In tale contesto è intervenuto il Ministero della Salute con la Circolare n. 32850/2020 in cui si è soffermato sul rientro in comunità dei cd. positivi long term, ovvero coloro che, dopo 21 giorni dalla contrazione del virus, continuano a risultare positivi al test molecolare.
In particolare, il Dicastero ha sancito che “in caso di assenza di sintomatologia (fatta eccezione per ageusia/disgeusia e anosmia che possono perdurare per diverso tempo dopo la guarigione) da almeno una settimana, potranno interrompere l’isolamento dopo 21 giorni dalla comparsa dei sintomi. Questo criterio potrà essere modulato dalle autorità sanitarie d’intesa con esperti clinici e microbiologi/virologi, tenendo conto dello stato immunitario delle persone interessate (nei pazienti immunodepressi il periodo di contagiosità può essere prolungato)”.
In altre parole, con la richiamata Circolare, il Ministero della Salute ha statuito che un soggetto positivo al COVID-19, dopo 21 giorni dalla contrazione del virus e in assenza di sintomatologia nell’ultima settimana, può interrompere l’isolamento fiduciario.
Tuttavia, tale disposizione si pone in contrasto con la disposizione di cui ai cennati protocolli, da ultimo richiamati nel DPCM del 03 novembre 2020 che, all’allegato 12, li riporta integralmente.
Pertanto, un lavoratore che ha contratto il COVID-19, ove abbia i requisiti di cui alla richiamata Circolare del Ministero della Salute, non sarà più considerato in malattia, ma, alla stregua dei protocolli per la sicurezza, non potrà essere riammesso in servizio fino “all’avvenuta negativizzazione del tampone.
Orbene, tale contrasto crea una grave criticità nel sistema lavoro, atteso che il dipendente non potrà accedere alla tutela previdenziale della malattia erogata dall’INPS, né essere riammesso in servizio.

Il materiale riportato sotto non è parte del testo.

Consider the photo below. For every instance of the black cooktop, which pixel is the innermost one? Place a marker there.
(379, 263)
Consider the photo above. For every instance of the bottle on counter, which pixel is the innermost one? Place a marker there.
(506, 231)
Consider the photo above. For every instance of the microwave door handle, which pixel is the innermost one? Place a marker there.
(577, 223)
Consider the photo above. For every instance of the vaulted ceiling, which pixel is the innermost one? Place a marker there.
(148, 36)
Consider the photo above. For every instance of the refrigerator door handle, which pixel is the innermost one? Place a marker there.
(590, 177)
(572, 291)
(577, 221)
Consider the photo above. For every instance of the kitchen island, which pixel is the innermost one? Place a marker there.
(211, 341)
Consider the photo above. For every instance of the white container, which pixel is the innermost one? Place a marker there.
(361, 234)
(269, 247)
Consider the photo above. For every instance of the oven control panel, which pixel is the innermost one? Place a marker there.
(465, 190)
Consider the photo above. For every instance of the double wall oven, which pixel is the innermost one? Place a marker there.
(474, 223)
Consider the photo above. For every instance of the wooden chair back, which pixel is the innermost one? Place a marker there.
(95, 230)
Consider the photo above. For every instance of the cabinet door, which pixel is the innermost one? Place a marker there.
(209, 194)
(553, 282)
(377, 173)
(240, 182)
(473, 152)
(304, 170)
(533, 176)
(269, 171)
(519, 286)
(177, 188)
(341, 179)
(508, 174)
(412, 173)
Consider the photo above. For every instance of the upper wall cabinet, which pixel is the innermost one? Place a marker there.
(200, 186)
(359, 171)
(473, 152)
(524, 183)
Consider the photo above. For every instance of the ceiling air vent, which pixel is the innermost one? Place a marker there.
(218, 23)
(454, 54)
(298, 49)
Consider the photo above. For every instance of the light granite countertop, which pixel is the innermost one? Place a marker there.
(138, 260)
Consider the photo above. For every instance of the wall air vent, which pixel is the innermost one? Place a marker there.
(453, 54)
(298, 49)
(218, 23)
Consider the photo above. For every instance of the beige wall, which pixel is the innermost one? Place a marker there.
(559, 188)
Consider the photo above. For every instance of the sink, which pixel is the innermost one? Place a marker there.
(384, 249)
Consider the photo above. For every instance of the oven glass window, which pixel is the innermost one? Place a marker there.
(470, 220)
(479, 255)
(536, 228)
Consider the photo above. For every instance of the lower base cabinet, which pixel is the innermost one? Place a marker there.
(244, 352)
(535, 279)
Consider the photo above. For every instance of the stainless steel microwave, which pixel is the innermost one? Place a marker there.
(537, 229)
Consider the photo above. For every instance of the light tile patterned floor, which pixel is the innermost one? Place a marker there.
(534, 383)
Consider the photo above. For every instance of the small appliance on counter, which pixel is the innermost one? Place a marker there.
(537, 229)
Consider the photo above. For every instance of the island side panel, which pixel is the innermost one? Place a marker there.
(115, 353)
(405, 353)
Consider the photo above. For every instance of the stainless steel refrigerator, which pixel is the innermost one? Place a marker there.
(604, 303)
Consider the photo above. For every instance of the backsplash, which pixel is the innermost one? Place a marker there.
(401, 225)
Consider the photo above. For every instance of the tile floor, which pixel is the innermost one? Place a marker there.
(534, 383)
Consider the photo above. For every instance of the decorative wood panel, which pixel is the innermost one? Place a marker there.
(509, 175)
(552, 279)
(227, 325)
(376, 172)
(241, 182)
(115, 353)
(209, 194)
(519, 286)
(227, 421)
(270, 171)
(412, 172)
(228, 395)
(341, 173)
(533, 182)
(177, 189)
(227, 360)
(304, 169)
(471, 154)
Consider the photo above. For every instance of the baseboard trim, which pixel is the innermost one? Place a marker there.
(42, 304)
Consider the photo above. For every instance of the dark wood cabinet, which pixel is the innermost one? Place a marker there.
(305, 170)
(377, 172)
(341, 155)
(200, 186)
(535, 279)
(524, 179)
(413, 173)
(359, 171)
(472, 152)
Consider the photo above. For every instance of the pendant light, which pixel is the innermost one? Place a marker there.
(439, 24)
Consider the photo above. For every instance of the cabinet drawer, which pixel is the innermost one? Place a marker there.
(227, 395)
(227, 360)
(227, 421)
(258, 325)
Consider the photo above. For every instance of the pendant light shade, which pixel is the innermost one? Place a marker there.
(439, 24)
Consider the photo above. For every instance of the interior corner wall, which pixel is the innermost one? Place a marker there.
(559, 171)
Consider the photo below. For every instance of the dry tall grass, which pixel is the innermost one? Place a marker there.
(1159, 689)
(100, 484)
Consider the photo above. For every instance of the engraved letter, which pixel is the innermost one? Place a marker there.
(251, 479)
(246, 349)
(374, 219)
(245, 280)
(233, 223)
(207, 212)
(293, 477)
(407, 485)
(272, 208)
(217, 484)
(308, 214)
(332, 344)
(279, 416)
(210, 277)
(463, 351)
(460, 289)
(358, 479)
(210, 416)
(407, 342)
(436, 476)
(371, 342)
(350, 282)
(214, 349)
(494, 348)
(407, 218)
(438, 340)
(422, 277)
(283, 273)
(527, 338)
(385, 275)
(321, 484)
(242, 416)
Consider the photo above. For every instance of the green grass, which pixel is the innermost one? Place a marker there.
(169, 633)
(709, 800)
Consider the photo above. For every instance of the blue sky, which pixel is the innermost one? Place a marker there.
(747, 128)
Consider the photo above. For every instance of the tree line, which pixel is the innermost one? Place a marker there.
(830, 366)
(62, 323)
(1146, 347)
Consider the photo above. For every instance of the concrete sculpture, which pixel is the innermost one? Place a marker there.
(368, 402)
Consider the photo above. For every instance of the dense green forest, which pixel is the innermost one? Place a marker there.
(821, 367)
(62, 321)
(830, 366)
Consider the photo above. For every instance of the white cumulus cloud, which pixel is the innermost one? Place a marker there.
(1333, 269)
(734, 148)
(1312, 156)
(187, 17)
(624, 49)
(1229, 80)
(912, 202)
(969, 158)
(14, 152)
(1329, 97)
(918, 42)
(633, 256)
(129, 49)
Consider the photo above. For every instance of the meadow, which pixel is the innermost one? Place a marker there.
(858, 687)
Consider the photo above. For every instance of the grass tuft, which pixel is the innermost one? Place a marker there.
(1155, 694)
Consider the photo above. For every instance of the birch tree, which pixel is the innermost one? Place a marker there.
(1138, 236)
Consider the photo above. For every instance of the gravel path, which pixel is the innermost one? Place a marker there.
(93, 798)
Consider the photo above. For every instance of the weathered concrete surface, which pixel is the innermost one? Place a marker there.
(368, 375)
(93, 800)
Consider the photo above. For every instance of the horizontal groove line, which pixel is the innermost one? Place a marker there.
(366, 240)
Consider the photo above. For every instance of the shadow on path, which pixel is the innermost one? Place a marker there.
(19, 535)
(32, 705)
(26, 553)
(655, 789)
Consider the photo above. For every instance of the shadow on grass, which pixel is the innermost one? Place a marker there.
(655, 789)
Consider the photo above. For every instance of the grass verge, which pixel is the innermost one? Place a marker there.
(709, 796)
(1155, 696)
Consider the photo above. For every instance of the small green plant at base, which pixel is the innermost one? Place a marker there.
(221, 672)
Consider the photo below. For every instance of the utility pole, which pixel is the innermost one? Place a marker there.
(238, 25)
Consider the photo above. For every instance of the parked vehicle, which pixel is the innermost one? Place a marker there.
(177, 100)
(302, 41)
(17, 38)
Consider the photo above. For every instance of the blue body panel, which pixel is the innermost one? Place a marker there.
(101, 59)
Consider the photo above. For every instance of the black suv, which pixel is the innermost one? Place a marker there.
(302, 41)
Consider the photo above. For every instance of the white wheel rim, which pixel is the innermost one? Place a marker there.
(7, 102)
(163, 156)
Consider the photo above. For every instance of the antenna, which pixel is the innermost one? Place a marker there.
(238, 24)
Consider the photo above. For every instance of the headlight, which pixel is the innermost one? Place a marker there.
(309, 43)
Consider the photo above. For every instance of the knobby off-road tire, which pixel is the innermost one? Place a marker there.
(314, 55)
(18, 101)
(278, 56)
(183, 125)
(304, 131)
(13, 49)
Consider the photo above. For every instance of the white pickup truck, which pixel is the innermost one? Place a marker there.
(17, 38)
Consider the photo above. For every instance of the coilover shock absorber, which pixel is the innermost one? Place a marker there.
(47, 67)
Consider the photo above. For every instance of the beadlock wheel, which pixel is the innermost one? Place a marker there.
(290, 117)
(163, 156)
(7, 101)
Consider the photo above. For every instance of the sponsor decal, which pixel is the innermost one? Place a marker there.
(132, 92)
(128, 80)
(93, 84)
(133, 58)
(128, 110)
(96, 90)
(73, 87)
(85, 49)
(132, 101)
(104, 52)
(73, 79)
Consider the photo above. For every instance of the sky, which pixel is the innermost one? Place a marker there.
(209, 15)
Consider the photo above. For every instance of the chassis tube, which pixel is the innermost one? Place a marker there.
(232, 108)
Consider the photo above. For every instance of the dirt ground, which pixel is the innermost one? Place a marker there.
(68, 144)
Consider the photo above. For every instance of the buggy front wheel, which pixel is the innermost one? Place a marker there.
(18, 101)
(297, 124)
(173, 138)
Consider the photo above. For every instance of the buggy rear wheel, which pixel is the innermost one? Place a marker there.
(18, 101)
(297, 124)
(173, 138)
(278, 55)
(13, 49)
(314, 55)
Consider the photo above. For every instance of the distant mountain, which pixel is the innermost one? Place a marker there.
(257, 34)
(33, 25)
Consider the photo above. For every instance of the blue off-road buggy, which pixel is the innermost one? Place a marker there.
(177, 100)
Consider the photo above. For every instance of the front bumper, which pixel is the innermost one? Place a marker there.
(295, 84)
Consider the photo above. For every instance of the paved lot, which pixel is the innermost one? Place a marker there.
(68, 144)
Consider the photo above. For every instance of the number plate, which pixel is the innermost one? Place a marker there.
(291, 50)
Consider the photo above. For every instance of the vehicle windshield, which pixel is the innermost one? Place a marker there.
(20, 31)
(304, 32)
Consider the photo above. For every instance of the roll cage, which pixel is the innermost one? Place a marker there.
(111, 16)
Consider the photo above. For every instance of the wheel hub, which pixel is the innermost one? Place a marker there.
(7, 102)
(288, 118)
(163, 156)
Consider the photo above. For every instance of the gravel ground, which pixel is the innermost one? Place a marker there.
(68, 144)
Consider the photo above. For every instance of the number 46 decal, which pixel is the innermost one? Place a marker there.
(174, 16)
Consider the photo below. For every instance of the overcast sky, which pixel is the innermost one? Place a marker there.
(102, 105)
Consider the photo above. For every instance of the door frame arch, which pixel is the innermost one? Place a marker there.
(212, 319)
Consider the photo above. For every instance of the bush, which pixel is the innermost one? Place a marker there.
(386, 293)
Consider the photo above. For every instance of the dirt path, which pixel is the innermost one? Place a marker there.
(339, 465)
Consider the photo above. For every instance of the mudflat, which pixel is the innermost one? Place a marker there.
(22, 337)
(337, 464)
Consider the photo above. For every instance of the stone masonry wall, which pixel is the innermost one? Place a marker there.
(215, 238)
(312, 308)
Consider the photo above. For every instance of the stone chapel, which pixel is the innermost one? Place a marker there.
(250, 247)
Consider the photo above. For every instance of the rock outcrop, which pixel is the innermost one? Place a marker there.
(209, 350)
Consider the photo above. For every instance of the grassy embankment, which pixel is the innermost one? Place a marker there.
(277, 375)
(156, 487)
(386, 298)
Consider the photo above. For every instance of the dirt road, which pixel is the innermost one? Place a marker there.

Seppur risulta evidente che il problema debba essere risolto dal Legislatore nazionale, sono diverse Su tale argomento, la Regione Toscana con la nota del 09.12.2020, riconoscendo la superiorità gerarchica dei Protocolli rispetto la Circolare del Ministero, ha invitato i Medici di Medicina Generale a modificare la dicitura presente sul certificato rilasciato all’esito del decorso dei 21 giorni senza sintomi “facendo genericamente riferimento alla fine dell’isolamento e togliendo il riferimento all’avvenuta guarigione”, al fine di “attenuare lo stato di difficoltà in cui si vengono a trovare i molti lavoratori che risultano casi positivi a lungo termine” e facilitare i Medici nella prescrizione dei tamponi.
Pertanto, in attesa di un intervento legislativo sul punto, nel periodo fra la scadenza de 21 giorni e l’avvenuta negativizzazione dell’operatore, se non vi è la possibilità di certificare la malattia, l’azienda potrà sopperire con istituti quali i congedi ordinari.